There are also plans to upgrade BT’s nationwide Wi-Fi network and to launch a converged hardware portfolio that allows consumers to access the best possible signal – whether its wireless or cellular – intelligently.
BT is also upgrading its phone network to IP voice, moving as many mobile phone calls as possible to Voice over LTE (VoLTE)
5G is central to this vision, with EE launching the UK’s first 5G test network in Canary Wharf earlier this month.
“We’ll be prioritising 5G rollout in areas our customer need it most, rolling out faster speeds and higher capacity so we can handle more connections than ever before, added Watson.
Industry collaboration
He sees plenty of overlap between Wi-Fi 6 and 5G and hopes to be able to combine the strengths of the two standards in its converged network.

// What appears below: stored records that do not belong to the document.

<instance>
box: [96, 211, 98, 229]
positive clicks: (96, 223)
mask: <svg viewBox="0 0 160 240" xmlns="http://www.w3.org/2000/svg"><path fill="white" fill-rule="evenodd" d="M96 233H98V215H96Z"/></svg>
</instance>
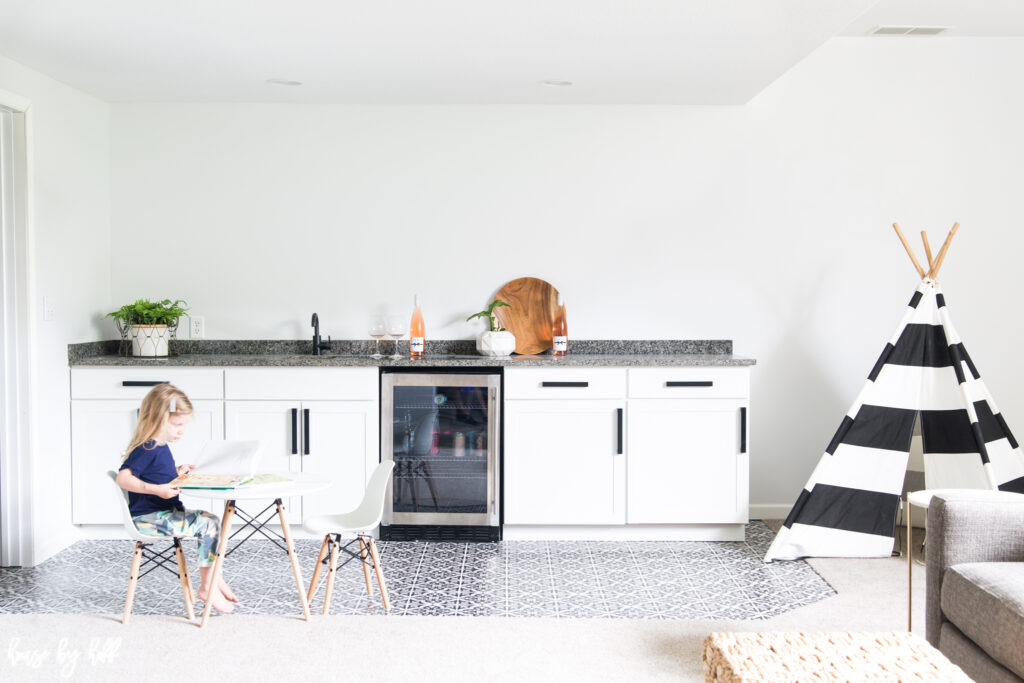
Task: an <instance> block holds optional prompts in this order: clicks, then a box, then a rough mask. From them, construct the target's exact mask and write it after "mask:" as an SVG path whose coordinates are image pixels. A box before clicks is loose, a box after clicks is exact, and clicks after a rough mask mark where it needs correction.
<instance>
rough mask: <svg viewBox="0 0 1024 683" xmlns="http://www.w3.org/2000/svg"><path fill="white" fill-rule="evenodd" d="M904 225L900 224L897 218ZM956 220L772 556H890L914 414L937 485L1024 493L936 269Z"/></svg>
mask: <svg viewBox="0 0 1024 683" xmlns="http://www.w3.org/2000/svg"><path fill="white" fill-rule="evenodd" d="M895 227H896V229H897V232H899V227H898V226H895ZM955 229H956V225H954V226H953V229H952V230H950V232H949V236H948V237H947V238H946V242H945V244H944V245H943V247H942V250H941V251H940V252H939V254H938V255H937V257H936V259H935V261H934V262H933V261H932V257H931V252H930V250H929V248H928V243H927V238H926V243H925V244H926V252H927V253H928V255H929V266H930V270H929V271H928V272H927V273H926V272H925V270H924V269H923V268H922V267H921V266H920V265H919V264H918V261H916V259H915V258H914V256H913V253H912V251H910V248H909V245H907V244H906V241H905V240H903V236H902V234H901V233H900V240H901V241H903V246H904V247H906V249H907V252H908V253H909V254H910V258H911V260H913V262H914V266H915V267H916V268H918V271H919V273H920V274H921V275H922V278H923V281H922V283H921V285H920V286H919V287H918V291H916V292H915V293H914V295H913V297H912V298H911V299H910V303H909V304H908V306H907V309H906V312H905V313H904V315H903V318H902V319H901V321H900V324H899V327H898V328H897V329H896V333H895V334H894V335H893V337H892V339H891V340H890V342H889V343H888V344H886V347H885V349H884V350H883V351H882V355H881V356H880V357H879V359H878V362H876V364H874V368H872V369H871V373H870V375H868V377H867V382H866V383H865V384H864V387H863V388H862V389H861V391H860V394H859V395H858V396H857V399H856V400H855V401H854V403H853V405H852V407H851V408H850V410H849V411H848V412H847V415H846V416H845V417H844V418H843V422H842V424H841V425H840V426H839V430H837V432H836V435H835V436H834V437H833V440H831V442H830V443H829V444H828V447H827V449H825V453H824V455H823V456H822V457H821V460H820V461H818V465H817V467H815V468H814V472H813V473H812V474H811V478H810V479H809V480H808V482H807V484H806V485H805V486H804V490H802V492H801V494H800V497H799V498H798V499H797V502H796V504H795V505H794V506H793V509H792V511H791V512H790V515H788V517H786V520H785V522H784V524H783V525H782V528H781V529H780V530H779V532H778V535H777V536H776V537H775V541H774V542H773V543H772V545H771V547H770V548H769V549H768V553H767V554H766V555H765V561H766V562H769V561H771V560H782V559H797V558H800V557H888V556H889V555H891V554H892V550H893V544H894V535H895V530H896V519H897V514H898V512H899V502H900V495H901V492H902V486H903V478H904V475H905V471H906V464H907V459H908V457H909V451H910V438H911V435H912V433H913V427H914V422H915V421H919V419H920V424H921V436H922V447H923V450H924V454H925V468H926V471H927V473H928V476H929V480H930V481H932V482H933V483H930V484H929V487H932V488H938V487H950V488H953V487H955V488H998V489H1000V490H1010V492H1016V493H1021V494H1024V456H1022V455H1021V451H1020V449H1019V446H1018V444H1017V441H1016V439H1014V436H1013V434H1011V433H1010V429H1009V427H1007V423H1006V421H1005V420H1004V419H1002V416H1001V415H1000V414H999V411H998V409H997V408H996V407H995V403H994V402H993V401H992V398H991V396H990V395H989V393H988V390H987V389H986V388H985V384H984V383H983V382H982V380H981V375H980V374H979V373H978V369H977V367H975V365H974V362H973V361H972V360H971V356H970V355H968V352H967V349H966V348H964V344H963V342H962V341H961V339H959V337H958V336H957V334H956V330H955V329H954V328H953V325H952V322H951V319H950V317H949V309H948V308H947V307H946V303H945V298H944V297H943V295H942V291H941V290H940V289H939V287H938V285H937V284H936V283H935V280H934V278H935V275H936V274H937V273H938V268H939V266H941V264H942V259H943V258H944V257H945V252H946V249H947V248H948V246H949V242H950V240H951V239H952V236H953V233H954V232H955Z"/></svg>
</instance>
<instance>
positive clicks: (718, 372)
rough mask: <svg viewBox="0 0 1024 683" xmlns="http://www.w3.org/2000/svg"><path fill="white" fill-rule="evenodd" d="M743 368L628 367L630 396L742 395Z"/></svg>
mask: <svg viewBox="0 0 1024 683" xmlns="http://www.w3.org/2000/svg"><path fill="white" fill-rule="evenodd" d="M750 383H751V382H750V371H749V370H748V369H746V368H631V369H630V398H745V397H746V396H748V395H749V394H750V391H751V389H750Z"/></svg>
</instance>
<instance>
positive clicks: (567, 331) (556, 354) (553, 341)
mask: <svg viewBox="0 0 1024 683" xmlns="http://www.w3.org/2000/svg"><path fill="white" fill-rule="evenodd" d="M551 332H552V340H551V341H552V351H551V352H552V354H553V355H556V356H563V355H565V354H566V353H568V350H569V327H568V324H567V323H566V321H565V303H564V302H563V301H562V297H561V295H560V294H559V295H558V310H557V312H555V324H554V326H552V331H551Z"/></svg>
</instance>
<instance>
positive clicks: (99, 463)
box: [71, 399, 224, 524]
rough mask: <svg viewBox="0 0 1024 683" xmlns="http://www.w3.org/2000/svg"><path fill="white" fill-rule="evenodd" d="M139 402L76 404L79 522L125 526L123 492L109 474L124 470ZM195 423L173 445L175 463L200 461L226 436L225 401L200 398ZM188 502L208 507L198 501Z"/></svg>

“Those of us who work at the 3GPPP and at the Wireless Broadband Alliance [standardisation bodies for 5G and Wi-Fi respectively], I urge them to work together,” he said. “Our labs are working hard to see how Wi-Fi 6 can act as a slice of 5G, enabling seamless connectivity.”
Network slicing is one the defining characteristics of 5G, enabling operators to partition infrastructure into several different virtual networks for specific applications. This means that a mobile network at a football stadium might have a slice for the public and another for emergency services.
“If we can deliver the right SLAs, latency and network monitoring then this has the power to transform how we use networks,” Watson declared, adding that BT Labs might be talking about trials at next year’s event.
“I feel like we’re at the start of a bold new era and as the BT CTIO and an engineer, I don’t think there’s ever been a more exciting time to be involved in the industry.”